Menurut pandangan penulis, pemikiran Harvey Starr mengenai hukum hukum internasional dipengaruhi oleh perspektif kaum realis liberalis dalam masalah keteraturan dalam sistem internasional. Di satu sisi, Starr percaya pada pandangan realis yang mengatakan bahwa karakter dunia internasional adalah anarchy, dimana dengan absennya keberadaan badan eksekutif yang dapat memaksakan hukum internasional pada setiap negara yang berdaulat, negara-negara tersebut akan cenderung memiliki perbedaan pemahaman dalam menanggapi masalah tertentu. Sehingga konflik dan perpecahan menjadi sangat mungkin untuk terjadi ).
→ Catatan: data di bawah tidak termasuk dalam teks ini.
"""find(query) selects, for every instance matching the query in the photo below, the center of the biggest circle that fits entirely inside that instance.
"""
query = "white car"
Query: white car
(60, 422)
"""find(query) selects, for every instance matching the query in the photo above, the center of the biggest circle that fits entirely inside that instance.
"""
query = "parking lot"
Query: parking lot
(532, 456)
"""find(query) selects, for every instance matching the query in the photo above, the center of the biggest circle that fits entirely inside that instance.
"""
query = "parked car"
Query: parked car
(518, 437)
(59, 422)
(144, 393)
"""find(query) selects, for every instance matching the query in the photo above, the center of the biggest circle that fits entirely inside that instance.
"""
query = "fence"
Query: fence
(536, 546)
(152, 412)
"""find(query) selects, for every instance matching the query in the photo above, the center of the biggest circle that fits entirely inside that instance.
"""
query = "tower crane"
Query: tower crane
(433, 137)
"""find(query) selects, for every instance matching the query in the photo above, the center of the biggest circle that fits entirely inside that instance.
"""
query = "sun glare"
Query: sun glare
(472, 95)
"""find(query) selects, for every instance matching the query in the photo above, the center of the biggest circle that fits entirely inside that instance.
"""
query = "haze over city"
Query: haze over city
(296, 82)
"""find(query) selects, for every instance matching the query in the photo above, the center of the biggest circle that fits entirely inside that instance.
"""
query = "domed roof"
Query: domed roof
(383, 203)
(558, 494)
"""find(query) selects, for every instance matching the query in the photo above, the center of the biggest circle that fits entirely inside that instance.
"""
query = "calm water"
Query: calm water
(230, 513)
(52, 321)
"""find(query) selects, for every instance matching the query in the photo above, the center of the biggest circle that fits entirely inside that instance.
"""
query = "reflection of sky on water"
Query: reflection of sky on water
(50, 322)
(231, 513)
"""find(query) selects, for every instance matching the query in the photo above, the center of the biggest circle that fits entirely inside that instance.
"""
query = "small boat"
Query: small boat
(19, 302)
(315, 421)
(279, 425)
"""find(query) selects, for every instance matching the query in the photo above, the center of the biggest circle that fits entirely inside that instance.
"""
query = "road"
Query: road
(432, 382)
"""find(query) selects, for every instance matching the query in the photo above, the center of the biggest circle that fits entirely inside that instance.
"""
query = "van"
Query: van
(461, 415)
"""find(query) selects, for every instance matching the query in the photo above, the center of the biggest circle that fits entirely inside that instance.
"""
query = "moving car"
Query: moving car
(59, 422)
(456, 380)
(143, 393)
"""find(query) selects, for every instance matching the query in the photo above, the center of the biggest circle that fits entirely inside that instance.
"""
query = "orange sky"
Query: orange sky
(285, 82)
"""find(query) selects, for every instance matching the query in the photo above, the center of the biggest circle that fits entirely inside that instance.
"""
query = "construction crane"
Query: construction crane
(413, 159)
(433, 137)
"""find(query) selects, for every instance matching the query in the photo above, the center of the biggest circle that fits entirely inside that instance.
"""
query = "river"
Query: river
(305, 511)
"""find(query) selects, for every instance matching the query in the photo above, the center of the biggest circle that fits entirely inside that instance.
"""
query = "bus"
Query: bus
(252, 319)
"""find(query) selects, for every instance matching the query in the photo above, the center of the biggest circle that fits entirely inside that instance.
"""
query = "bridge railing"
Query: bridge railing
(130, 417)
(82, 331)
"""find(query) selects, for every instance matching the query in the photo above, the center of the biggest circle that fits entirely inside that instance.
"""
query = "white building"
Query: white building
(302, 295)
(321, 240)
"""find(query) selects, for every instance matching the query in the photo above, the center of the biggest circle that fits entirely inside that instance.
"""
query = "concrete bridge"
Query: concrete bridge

Di sisi lain Starr percaya pada pandangan liberalis bahwa dalam keadaan sistem internasional saat ini yang memiliki hubungan antar unit yang semakin kompeks dan saling ketergantungan satu sama lain. Hukum internasional yang dihasilkan dari kesepakatan negara-negara dapat secara efektif menyelesaikan perbedaan pemahaman dan kepentingan antar negara dalam sistem anarchy tersebut, karena adanya mekanisme sanksi dan prosedur yang bersifat informal ).
Meskipun memiliki dasar pendapat yang sama dengan Starr, Cali dan Nye memberikan analisis yang berbeda untuk menjelaskan efektifitas hukum internasional dalam menciptakan keteraturan dalam sistem internasional saat ini. Cali menjelaskan dukungannya terhadap keberadaan hukum internasional dengan memberikan analisis mengenai kekuatan yang mendorong negara atau aktor internasional lain untuk mematuhi hukum internasional dengan menekankan penjelasannya pada konsep will dan consent. Cali menggunakan pandangan positivis untuk memudahkan membandingkan keterkaitan kedua konsep tersebut dalam hukum internasional. Di lain pihak Nye lebih menekankan pada analis pemahaman hukum dalam konteks internasional dan domestik.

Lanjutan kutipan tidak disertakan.